Search code examples
pythonexcelopenpyxldefaultdict

Using defaultdict to append a list from an .xlsx file


I'm trying to take an excel file with two fields, ID and xy coordinates and create a dictionary so that each ID is a key to all of the xy coordinate values.

for example, the excel file looks like this: [1] [1]: https://i.sstatic.net/P2agc.png

but there are more than 900 oID values

I want the final format to be something like, [('0',[-121.129247,37.037939,-121.129247,37.037939,-121.056516,36.997779]), ('1',[all, the, coordinates,with,oID,of,1]),('2'[all,the,coordinate,with,oID,of,2]etc.)]

I am trying to use a for statement to iterate through the excel sheet to populate a list with the first 200 rows, and then putting that into a default dict.

Here is what I have done so far:

wb=openpyxl.load_workbook('simpleCoordinate.xlsx')
sheet=wb['Sheet1']

from collections import defaultdict

CoordDict = defaultdict(list)
for i in range (1,201,1):
    coordinate_list=[(sheet.cell(row=i,column=1).value, sheet.cell(row=i,     column=2).value)]

for oID, xy in coordinate_list:
   CoordDict[oID].append(xy)

print(list(CoordDict.items()))

which returns:

[(11, ['-121.177487,35.49885'])]

Only the 200th line of the excel sheet, rather than the whole thing.. I'm not sure what I'm doing wrong, is it something with the for statement?
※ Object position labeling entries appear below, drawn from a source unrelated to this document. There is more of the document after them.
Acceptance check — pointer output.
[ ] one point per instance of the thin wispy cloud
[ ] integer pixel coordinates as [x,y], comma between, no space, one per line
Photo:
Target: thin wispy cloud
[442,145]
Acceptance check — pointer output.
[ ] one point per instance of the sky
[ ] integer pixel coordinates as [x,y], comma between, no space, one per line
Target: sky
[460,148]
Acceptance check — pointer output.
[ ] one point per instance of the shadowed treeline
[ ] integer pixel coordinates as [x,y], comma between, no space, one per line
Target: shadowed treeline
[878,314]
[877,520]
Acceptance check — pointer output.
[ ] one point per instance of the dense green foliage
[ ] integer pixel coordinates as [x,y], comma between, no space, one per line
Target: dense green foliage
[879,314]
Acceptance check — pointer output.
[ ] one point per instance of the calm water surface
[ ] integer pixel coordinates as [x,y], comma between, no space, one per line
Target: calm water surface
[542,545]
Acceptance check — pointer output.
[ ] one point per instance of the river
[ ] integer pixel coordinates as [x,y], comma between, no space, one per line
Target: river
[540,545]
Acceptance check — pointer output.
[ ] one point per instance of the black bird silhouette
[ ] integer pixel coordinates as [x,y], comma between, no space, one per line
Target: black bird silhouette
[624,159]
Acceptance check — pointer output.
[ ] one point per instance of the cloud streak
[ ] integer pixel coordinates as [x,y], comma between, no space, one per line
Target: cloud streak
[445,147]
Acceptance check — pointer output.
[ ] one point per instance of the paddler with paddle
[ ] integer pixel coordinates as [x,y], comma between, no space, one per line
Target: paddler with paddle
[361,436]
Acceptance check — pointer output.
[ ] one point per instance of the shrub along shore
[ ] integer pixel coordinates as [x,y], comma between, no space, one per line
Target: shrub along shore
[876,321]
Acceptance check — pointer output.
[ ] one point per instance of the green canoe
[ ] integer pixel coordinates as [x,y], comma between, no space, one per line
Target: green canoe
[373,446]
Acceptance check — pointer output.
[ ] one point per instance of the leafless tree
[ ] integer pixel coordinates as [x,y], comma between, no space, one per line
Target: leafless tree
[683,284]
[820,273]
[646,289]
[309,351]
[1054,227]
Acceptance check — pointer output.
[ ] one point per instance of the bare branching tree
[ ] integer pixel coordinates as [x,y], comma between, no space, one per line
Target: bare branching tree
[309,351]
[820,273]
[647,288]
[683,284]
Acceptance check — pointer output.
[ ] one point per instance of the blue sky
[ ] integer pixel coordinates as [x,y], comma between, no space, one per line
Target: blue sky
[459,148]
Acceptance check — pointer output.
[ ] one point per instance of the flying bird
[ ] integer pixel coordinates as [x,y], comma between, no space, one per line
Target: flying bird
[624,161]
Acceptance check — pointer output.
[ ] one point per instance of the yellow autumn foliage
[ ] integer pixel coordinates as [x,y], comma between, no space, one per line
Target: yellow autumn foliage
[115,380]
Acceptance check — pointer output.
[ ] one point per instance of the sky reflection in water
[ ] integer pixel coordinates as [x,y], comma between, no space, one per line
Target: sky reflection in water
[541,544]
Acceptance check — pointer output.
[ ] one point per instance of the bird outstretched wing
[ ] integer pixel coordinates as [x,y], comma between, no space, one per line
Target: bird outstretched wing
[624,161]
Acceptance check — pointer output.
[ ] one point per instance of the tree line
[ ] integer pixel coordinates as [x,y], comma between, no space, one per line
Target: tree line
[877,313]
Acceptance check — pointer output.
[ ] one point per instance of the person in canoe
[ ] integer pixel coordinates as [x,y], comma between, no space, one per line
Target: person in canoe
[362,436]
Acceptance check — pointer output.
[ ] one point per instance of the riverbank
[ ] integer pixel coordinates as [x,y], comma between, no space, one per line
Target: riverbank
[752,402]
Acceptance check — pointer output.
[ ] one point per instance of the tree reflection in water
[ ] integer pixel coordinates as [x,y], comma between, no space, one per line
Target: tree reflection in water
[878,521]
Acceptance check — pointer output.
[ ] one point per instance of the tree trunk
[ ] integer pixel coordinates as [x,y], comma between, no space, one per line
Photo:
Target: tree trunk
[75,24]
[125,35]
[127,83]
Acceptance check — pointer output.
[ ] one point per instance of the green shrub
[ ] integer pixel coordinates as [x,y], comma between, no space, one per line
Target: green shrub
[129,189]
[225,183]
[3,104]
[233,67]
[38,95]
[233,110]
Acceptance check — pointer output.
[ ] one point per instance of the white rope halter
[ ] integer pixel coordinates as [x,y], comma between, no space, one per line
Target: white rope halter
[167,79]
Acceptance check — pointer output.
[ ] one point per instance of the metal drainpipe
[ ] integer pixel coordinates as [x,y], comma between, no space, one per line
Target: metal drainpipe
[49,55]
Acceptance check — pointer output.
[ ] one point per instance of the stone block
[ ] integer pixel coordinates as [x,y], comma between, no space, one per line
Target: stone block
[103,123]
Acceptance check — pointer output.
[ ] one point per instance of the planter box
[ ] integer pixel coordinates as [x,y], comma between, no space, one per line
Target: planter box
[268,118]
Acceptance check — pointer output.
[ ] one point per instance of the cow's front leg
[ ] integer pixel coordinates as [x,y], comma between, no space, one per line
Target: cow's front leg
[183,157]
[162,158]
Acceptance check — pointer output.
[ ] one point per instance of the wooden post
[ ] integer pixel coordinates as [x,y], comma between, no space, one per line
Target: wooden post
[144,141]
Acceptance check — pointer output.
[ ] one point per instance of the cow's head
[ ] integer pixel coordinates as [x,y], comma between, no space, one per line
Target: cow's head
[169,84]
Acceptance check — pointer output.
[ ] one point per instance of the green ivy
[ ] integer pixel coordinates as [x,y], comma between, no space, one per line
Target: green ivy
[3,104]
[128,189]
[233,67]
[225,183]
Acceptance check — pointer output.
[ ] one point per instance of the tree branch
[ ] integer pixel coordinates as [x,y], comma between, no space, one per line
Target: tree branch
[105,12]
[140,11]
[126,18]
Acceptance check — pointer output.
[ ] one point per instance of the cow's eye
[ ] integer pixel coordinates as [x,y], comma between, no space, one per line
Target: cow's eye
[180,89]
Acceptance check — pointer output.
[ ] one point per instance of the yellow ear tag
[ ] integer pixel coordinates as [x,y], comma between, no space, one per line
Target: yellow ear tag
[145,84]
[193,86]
Am I thinking about this in the wrong way? I'm a total newbie to python any advice would be helpful!


Solution

  • You are overwriting coordinate_list 200 times. Instead, create it, then append to it with the += operator.

    wb=openpyxl.load_workbook('simpleCoordinate.xlsx')
    sheet=wb.get_sheet_by_name('Sheet1')
    
    from collections import defaultdict
    
    coordinate_list = list()
    for i in range (1,201,1):
        coordinate_list += [(sheet.cell(row=i,column=1).value, sheet.cell(row=i,     column=2).value)]
    
    coord_dict = defaultdict(list)
    for oid, xy in coordinate_list:
        coord_dict[oid] = xy
    
    print(list(coord_dict.items()))